Collectors capture data from Head nodes during exp(). Each Collector uses a Connector to select which nodes it observes.

Error Handling¶

Collector lifecycle methods (_start, _collect, _end_idx, _end) are wrapped in try/except. If an error occurs, it is stored in collector.warnings as a dict:

# each entry in collector.warnings:
{'method': '_collect', 'node': 'lgbm_v1', 'type': 'ValueError', 'message': '...', 'traceback': '...'}

The error is logged as a warning but does not interrupt the experiment. Check collector.warnings after exp() if results are missing.

Connector-Based Matching¶

Connector controls which nodes a Collector attaches to. All three criteria are optional — only the ones provided are checked:

from mllabs import Connector

Connector()                                  # matches all nodes
Connector(node_query='lgbm')                 # regex match on node name
Connector(node_query=['lgbm_v1', 'lgbm_v2']) # exact list match
Connector(processor=LGBMClassifier)          # processor class match
Connector(edges={'y': [(None, 'target')]})   # edges contain-based match
Connector(role='head')                       # head nodes only
Connector(role='stage')                      # stage nodes only

Multiple criteria are combined with AND logic.

MetricCollector¶

Computes a metric function against ground truth y for each fold.

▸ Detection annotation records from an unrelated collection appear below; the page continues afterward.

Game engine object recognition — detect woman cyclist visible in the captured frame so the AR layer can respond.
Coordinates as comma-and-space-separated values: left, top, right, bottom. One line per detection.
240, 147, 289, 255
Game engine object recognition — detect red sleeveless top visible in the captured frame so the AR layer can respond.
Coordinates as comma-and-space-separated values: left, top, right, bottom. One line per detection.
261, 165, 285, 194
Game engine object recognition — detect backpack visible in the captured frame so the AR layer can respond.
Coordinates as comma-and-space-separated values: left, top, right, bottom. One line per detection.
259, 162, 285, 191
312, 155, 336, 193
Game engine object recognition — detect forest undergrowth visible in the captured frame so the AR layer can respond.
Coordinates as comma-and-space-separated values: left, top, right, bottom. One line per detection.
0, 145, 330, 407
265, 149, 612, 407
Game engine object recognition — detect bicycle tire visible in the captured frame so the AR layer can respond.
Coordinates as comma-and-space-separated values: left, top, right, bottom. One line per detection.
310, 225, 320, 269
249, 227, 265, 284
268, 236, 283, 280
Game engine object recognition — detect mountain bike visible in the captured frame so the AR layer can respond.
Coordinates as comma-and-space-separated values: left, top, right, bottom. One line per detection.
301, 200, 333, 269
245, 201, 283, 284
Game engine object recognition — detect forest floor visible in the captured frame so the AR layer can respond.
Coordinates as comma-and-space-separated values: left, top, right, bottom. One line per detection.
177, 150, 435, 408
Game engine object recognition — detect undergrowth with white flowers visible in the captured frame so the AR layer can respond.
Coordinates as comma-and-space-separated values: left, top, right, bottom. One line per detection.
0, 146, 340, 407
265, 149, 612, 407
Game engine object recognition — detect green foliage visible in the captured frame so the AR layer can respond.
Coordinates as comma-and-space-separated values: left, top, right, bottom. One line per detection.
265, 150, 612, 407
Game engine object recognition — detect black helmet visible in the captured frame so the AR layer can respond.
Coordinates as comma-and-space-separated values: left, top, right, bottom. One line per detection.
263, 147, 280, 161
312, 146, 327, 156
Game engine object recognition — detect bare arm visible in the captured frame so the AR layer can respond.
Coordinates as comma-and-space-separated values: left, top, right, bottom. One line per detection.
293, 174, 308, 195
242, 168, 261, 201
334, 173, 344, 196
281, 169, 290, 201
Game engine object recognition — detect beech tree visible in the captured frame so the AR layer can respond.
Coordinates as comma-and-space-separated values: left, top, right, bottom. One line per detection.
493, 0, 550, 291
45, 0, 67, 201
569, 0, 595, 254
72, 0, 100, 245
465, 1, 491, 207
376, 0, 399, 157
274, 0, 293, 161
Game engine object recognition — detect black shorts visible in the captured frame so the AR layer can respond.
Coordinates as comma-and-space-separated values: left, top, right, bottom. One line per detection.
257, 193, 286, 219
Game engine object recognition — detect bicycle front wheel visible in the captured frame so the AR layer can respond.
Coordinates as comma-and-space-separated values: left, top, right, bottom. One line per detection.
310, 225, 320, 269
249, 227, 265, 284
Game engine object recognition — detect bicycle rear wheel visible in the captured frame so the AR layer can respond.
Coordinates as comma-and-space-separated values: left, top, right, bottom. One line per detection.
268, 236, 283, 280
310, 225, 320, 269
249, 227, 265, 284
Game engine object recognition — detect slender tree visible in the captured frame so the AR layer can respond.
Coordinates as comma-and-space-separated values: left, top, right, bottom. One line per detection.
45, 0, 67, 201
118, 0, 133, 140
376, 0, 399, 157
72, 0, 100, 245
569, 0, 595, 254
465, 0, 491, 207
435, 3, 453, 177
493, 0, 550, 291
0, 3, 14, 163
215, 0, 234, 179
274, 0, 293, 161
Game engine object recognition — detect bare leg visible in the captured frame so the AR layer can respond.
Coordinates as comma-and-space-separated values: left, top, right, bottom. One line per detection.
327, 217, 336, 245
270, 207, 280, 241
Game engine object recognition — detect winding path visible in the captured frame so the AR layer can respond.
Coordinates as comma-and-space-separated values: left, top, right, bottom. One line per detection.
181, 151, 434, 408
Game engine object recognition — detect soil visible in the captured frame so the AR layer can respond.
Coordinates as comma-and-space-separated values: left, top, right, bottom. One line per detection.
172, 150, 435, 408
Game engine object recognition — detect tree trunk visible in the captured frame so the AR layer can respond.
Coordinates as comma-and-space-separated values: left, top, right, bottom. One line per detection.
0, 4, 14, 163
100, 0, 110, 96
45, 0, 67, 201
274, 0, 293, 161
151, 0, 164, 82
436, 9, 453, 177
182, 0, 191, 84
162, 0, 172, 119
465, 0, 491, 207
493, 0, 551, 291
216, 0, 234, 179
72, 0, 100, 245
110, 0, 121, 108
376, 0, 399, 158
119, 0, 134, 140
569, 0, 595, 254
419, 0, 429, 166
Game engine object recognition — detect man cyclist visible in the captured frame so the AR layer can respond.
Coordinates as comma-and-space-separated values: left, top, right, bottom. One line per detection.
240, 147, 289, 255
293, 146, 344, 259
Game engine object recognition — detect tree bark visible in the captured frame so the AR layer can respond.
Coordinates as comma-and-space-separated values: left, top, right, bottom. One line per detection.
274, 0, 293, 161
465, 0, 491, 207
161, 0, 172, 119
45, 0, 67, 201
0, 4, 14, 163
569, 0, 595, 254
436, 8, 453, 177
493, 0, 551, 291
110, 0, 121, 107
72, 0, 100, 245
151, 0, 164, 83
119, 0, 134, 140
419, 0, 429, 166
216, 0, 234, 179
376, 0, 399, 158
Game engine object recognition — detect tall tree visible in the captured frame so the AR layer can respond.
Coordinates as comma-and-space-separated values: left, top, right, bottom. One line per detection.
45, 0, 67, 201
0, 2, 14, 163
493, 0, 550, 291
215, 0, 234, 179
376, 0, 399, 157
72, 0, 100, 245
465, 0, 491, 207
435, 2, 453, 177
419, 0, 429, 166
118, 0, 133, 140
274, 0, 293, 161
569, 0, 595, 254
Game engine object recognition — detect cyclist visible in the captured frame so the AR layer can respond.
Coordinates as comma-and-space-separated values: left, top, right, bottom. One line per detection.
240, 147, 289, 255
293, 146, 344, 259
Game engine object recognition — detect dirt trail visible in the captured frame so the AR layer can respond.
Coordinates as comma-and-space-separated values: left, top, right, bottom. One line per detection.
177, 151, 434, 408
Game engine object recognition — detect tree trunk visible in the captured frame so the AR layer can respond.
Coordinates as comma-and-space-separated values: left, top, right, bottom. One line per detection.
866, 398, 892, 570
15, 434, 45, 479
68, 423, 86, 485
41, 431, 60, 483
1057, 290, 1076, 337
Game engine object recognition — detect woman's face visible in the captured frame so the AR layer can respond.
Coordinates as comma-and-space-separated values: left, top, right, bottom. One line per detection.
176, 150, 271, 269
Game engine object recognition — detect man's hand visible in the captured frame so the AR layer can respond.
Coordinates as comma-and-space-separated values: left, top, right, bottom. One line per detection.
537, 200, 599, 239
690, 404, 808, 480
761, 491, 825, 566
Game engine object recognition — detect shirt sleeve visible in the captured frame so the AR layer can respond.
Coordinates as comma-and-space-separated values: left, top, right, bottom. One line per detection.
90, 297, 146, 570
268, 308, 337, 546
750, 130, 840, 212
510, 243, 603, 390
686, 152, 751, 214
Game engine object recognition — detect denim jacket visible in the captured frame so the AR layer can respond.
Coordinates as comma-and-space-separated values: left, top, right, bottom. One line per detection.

from mllabs.collector import MetricCollector
from sklearn.metrics import log_loss

mc = MetricCollector(
    name='metrics',
    connector=Connector(),
    output_var=None,          # None → all output columns
    metric_func=log_loss,     # func(y_true, y_pred) → scalar
    include_train=True,       # also compute on train/inner-valid folds
)
exp.add_collector(mc)

Querying results:

mc = exp.get_collector('metrics')

mc.get_metric('lgbm_v1')          # Series of per-fold metrics
mc.get_metrics(['lgbm_v1', 'lgbm_v2'])   # DataFrame

# Aggregate across folds
mean, std = mc.get_metrics_agg(
    nodes=None,         # None → all collected nodes
    inner_fold=True,    # aggregate inner folds (mean)
    outer_fold=True,    # then aggregate outer folds (mean)
    include_std=True,   # also return std DataFrame
)

StackingCollector¶

Collects out-of-fold (OOF) predictions for stacking.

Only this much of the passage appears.